In 2009, Riva-Cambrin et al. used a cohort of 343 patients to develop a clinical prediction rule for postresection hydrocephalus and validated it against another cohort of 111 patients from another institution in an attempt to identify high-risk patients who would benefit most from prophylactic ETV.[ 10 ] The group analyzed demographic, clinical, and radiographic factors. They performed stepwise multivariate regression to determine which factors were associated with a greater risk of needing CSF diversion after tumor resection and assigned point values reflecting the relative weights. The final scale is out of 10 points, with 3 points given for age <2 years, 1 point given for papilledema, 2 points given for moderate or severe hydrocephalus, 3 points given for cerebral metastases, and 1 point given for ependymoma, medulloblastoma, or dorsally exophytic brainstem glioma pathology predicted by preoperative radiology report. A score of >4 points was chosen as the cut-off for “high-risk.” Those with a score of 0–2 are predicted to have <20% chance of developing postresection hydrocephalus while the likelihood is >80% for those with a score of 7–10. High-risk (score 5–10) and low-risk (score 0–4) groups differed in posttest probabilities for developing postresection hydrocephalus by 48% (73% for high-risk, 25% for low-risk).[ 10 ] Foreman et al. later validated and modified Riva-Cambrin et al.’ predictive model, using fewer variables in a much smaller cohort (n = 99 patients): Age <2 years, moderate/severe hydrocephalus, preoperative tumor diagnosis per radiology report, and transependymal edema. These posterior fossa tumor patients were also stratified into high- and low-risk categories for development of postresection hydrocephalus.[ 5 ]

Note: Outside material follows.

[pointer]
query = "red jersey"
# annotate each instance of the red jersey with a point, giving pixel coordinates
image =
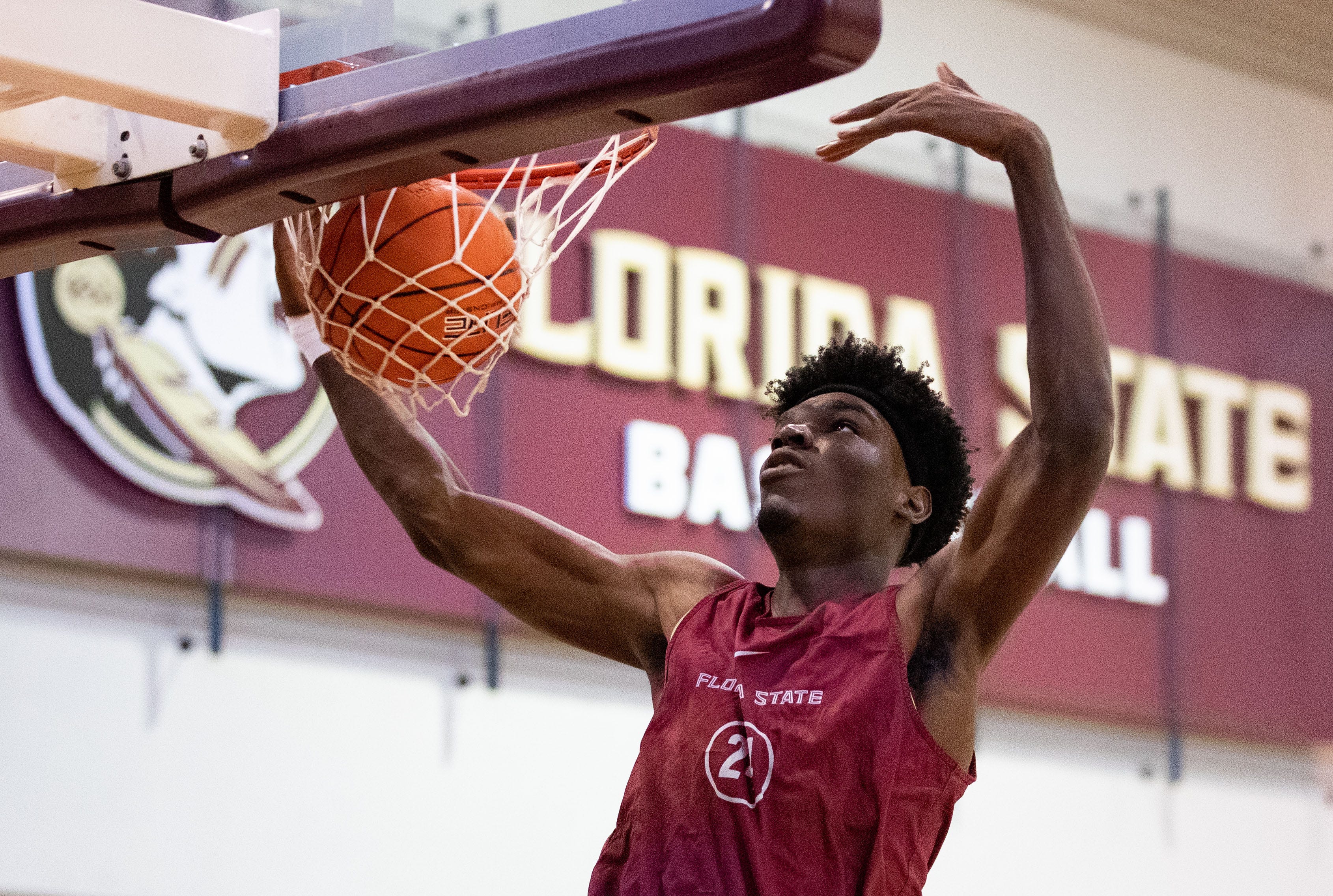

There exists no class I evidence in the literature to guide the management of hydrocephalus in children with posterior fossa tumors. It is possible to draw guidance from the extant data highlighted above. As the overall incidence of postresection hydrocephalus is typically 30%, any anticipated benefit should be weighed against exposing the patient to more surgery or permanent shunt implantation. It is noted that in lower resource settings, there may be other considerations, including the cost of care, access to the operating room and need to minimize the number of surgeries. In our practice, in cases where there is no hydrocephalus on presentation, preresection CSF diversion is not done. In cases where there is symptomatic hydrocephalus on presentation, preresection EVD, VPS or ETV should be applied as clinically appropriate. EVD is favored for its advantages of expedient placement, external control over drainage perioperatively, and egress of resection-related blood and protein products. In cases where the child possesses multiple described risk factors for the development of postresection hydrocephalus, preresection prophylactic CSF diversion may be considered. Overall, close observation is recommended, with a preference for expectant management, rather than prophylactic surgery, and postresection definitive CSF diversion procedures undertaken only as clinically necessary.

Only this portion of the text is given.